House debates

Monday, 10 November 2008

Committees

Electoral Matters Committee; Report

5:04 pm

Photo of Michael DanbyMichael Danby (Melbourne Ports, Australian Labor Party) Share this | Hansard source

In speaking on this report of the Joint Standing Committee on Electoral Matters, the Advisory report on the Commonwealth Electoral Amendment (Political Donations and Other Measures) Bill 2008, I want to commend the committee’s chair, the honourable member for Banks, for his firm conduct of this inquiry; he was collegial but he was firm. I thank other members of the committee for their contributions. I also acknowledge the secretariat’s work to support the committee’s deliberations.

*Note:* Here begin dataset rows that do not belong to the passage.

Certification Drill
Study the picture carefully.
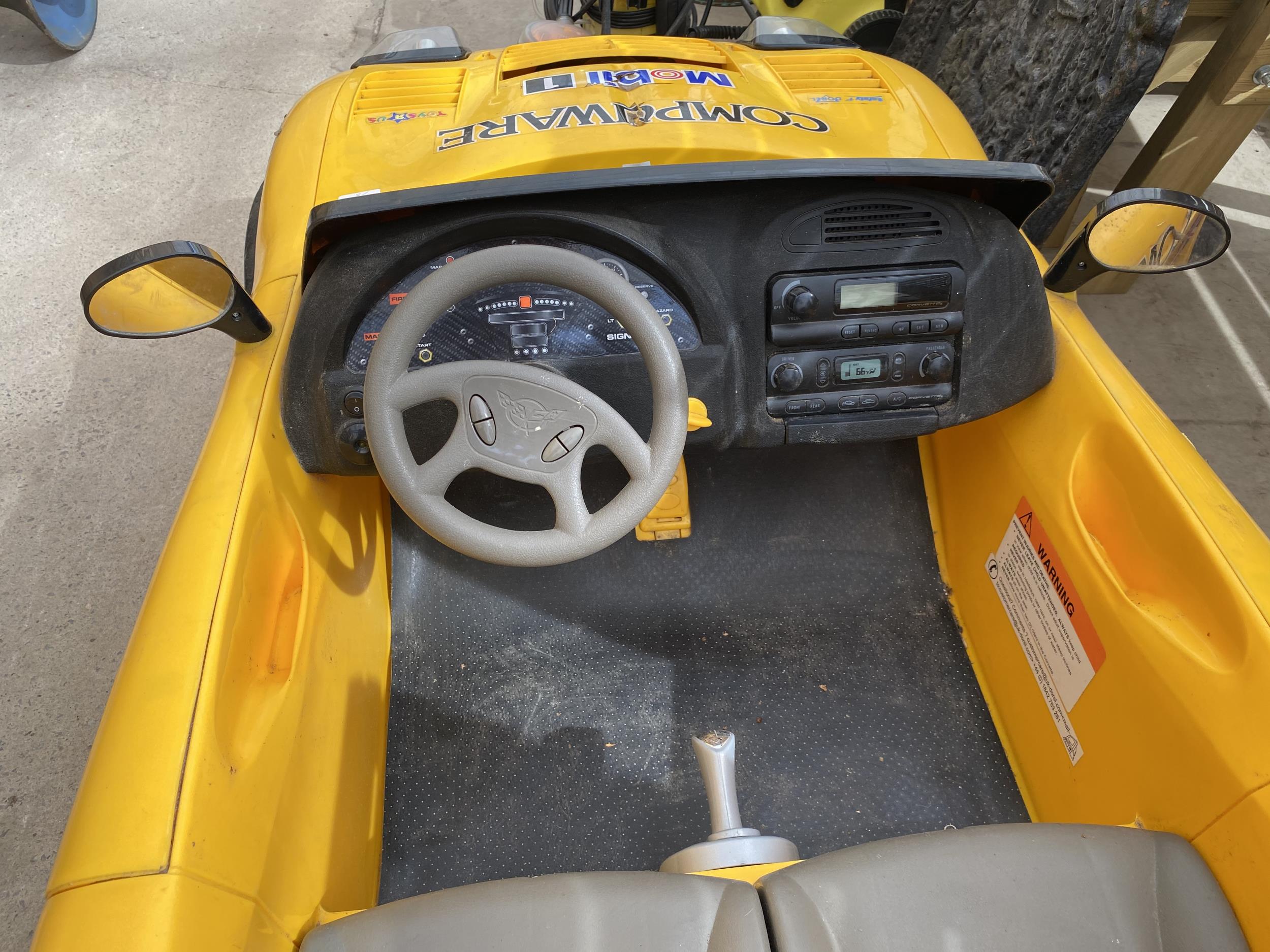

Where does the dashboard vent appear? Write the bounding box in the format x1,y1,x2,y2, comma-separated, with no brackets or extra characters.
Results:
350,66,467,122
786,198,947,251
820,202,944,245
767,52,891,96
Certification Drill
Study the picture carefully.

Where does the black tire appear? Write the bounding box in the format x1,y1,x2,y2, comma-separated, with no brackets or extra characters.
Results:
842,9,904,53
243,182,264,292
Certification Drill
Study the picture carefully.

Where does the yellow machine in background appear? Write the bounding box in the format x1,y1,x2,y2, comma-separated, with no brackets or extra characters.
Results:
35,15,1270,952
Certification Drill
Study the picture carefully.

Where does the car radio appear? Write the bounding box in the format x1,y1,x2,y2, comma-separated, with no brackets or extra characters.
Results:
767,267,965,416
769,267,965,347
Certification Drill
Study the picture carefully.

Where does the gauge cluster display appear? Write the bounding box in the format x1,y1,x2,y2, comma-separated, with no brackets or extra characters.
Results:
345,238,701,373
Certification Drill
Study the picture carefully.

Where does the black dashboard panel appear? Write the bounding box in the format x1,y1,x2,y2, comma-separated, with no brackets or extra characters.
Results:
282,178,1054,475
344,236,701,373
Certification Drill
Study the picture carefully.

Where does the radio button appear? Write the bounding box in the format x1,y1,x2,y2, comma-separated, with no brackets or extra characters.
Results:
772,360,803,393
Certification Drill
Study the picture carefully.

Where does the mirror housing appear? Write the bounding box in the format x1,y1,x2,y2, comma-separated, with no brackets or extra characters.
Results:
1045,188,1231,292
80,241,273,344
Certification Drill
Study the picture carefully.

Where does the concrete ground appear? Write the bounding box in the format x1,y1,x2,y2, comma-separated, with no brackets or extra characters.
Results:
0,0,1270,952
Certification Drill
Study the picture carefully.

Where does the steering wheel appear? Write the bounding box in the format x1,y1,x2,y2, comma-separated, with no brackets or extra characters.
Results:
363,245,688,566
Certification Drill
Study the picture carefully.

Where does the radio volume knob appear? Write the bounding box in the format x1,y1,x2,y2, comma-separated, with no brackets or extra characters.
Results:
918,352,952,383
772,362,803,393
785,284,820,317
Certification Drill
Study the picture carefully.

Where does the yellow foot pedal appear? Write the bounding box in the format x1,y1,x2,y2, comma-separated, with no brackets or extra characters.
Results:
635,398,710,542
635,456,692,542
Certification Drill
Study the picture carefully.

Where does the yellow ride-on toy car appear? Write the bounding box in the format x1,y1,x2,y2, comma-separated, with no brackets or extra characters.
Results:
36,17,1270,952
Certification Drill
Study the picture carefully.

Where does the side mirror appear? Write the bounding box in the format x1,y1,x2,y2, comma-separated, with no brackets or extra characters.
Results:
0,0,97,53
80,241,273,344
1045,188,1231,292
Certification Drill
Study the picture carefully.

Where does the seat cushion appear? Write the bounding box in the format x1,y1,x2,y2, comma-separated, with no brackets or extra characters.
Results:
758,824,1247,952
301,872,769,952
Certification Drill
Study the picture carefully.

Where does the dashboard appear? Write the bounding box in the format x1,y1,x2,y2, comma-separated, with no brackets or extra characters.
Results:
344,236,701,373
282,178,1054,480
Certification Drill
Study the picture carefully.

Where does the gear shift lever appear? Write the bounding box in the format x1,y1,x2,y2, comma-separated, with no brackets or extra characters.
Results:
662,730,798,872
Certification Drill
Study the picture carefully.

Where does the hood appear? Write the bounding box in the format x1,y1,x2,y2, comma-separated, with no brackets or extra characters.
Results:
316,36,985,205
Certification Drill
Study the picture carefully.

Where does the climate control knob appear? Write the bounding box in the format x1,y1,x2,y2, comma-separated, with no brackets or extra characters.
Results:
785,284,820,317
772,362,803,393
917,352,952,383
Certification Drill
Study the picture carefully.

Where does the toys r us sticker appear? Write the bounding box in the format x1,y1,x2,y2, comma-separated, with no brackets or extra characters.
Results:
985,498,1107,764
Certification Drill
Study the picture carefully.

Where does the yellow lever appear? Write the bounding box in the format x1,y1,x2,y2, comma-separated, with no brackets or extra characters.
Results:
635,398,710,542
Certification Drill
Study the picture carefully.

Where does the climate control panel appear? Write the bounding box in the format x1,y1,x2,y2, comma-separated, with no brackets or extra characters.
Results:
767,340,957,416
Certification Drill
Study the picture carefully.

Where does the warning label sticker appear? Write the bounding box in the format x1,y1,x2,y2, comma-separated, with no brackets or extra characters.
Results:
985,499,1106,764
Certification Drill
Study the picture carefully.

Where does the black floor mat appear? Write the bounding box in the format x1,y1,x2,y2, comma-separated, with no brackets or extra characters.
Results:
380,443,1028,901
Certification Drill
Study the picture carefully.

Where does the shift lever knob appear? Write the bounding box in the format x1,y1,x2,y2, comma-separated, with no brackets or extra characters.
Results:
662,730,798,872
692,731,758,839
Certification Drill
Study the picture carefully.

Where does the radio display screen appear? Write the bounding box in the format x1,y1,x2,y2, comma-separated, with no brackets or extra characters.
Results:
838,281,899,311
838,357,881,383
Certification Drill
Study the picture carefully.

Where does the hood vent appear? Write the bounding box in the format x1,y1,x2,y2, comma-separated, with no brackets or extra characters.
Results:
786,200,947,251
767,51,891,96
350,66,467,122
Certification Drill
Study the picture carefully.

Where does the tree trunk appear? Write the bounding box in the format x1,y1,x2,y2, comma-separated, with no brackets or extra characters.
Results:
891,0,1186,244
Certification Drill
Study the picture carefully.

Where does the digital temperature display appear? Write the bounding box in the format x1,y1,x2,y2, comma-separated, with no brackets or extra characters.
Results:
838,357,881,383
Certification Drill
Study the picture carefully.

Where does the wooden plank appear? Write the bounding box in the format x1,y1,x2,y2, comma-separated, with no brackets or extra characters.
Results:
1082,0,1270,294
1147,17,1226,93
1222,40,1270,106
1117,0,1270,194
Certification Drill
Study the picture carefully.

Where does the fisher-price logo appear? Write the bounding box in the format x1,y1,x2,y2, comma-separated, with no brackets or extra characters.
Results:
366,109,449,126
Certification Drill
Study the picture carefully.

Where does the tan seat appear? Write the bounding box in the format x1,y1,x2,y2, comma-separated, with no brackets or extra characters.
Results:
301,872,769,952
758,824,1247,952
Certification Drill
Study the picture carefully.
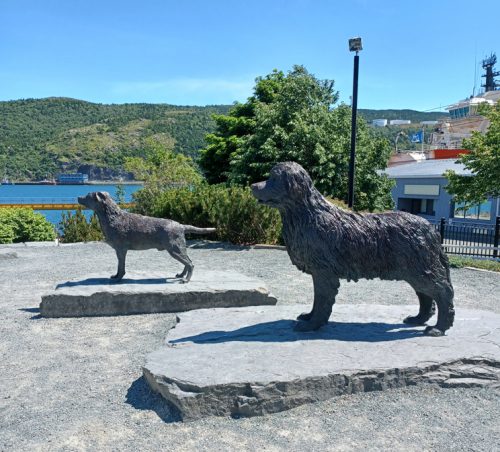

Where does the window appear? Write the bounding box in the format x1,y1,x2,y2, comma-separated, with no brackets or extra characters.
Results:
404,184,439,196
453,201,491,220
398,198,436,216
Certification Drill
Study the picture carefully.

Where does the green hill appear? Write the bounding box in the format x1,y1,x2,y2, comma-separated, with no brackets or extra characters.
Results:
0,98,230,180
0,97,445,180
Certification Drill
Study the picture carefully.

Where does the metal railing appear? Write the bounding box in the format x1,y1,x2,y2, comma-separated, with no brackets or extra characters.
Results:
435,217,500,259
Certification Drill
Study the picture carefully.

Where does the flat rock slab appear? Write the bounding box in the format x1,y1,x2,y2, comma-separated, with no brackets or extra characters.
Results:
40,271,277,317
0,250,17,260
143,305,500,420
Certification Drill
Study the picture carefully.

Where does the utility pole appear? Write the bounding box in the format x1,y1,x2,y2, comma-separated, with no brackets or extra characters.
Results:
347,38,363,208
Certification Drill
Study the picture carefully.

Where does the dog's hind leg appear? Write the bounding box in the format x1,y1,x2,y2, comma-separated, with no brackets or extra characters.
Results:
424,281,455,336
167,245,194,283
295,274,340,331
403,288,436,325
111,248,127,281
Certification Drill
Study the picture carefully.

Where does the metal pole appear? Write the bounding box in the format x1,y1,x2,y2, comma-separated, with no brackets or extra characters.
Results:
493,217,500,259
347,52,359,208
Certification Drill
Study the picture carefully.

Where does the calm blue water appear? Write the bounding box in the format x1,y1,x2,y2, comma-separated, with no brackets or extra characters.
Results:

Some of you will know that I am not sure that the issue of political donations is the most important issue in the area that the electoral matters committee looks at—the democratic reform of Australia. In particular, I would have thought that issues emerging from the last government’s regressive legislation, issues of provisional voting and early closure of the roll, are just as important. It is my contention that, in the area of provisional voting, the changes that the previous government wrought to the electoral legislation probably affected three or maybe four seats at the last federal election in a way that disadvantaged the current government.

Having said that, I do not really think that this inquiry, in another sense, was necessary. It was forced on us by the Senate when the government did not have a majority—and it still does not have a majority. The Rudd government has a clear mandate for this piece of legislation. At the time the Howard government foreshadowed the legislation which this bill overturns, we said we would oppose it. When the Joint Standing Committee on Electoral Matters conducted its inquiry into the Howard government’s legislation, we exposed many of its deficiencies and the Labor members of the committee wrote a minority report saying why we would oppose it. During the last election campaign, the then opposition pledged to overturn this harmful, regressive and undemocratic legislation, and now that we are in government we are carrying out that commitment.

The opposition members of this committee, led by the deputy chair, the honourable member for Cook, have presented a dissenting report to the committee’s report. This is, of course, their right. But they cannot claim that this legislation came as a surprise to them. We said all along—and I personally said many times in this House before the election and publicly—that we opposed the Howard government’s damaging changes to our electoral laws and that we would repeal them as soon as we had the opportunity to do so. So opposition members are entitled to go on arguing the case for discredited legislation but they cannot deny that we have a mandate to overturn it. Opposition members said in their dissenting report:

A responsible government would adopt a holistic, broad, bi-partisan view of the issue and most importantly, consider what is in the best interests of the community and our democracy.

I am delighted to see that the opposition has been converted to the principle of bipartisanship now that they are out of government. I am entitled to ask how much bipartisanship the previous government showed when it rammed electoral laws through both this House and the Senate in 2006.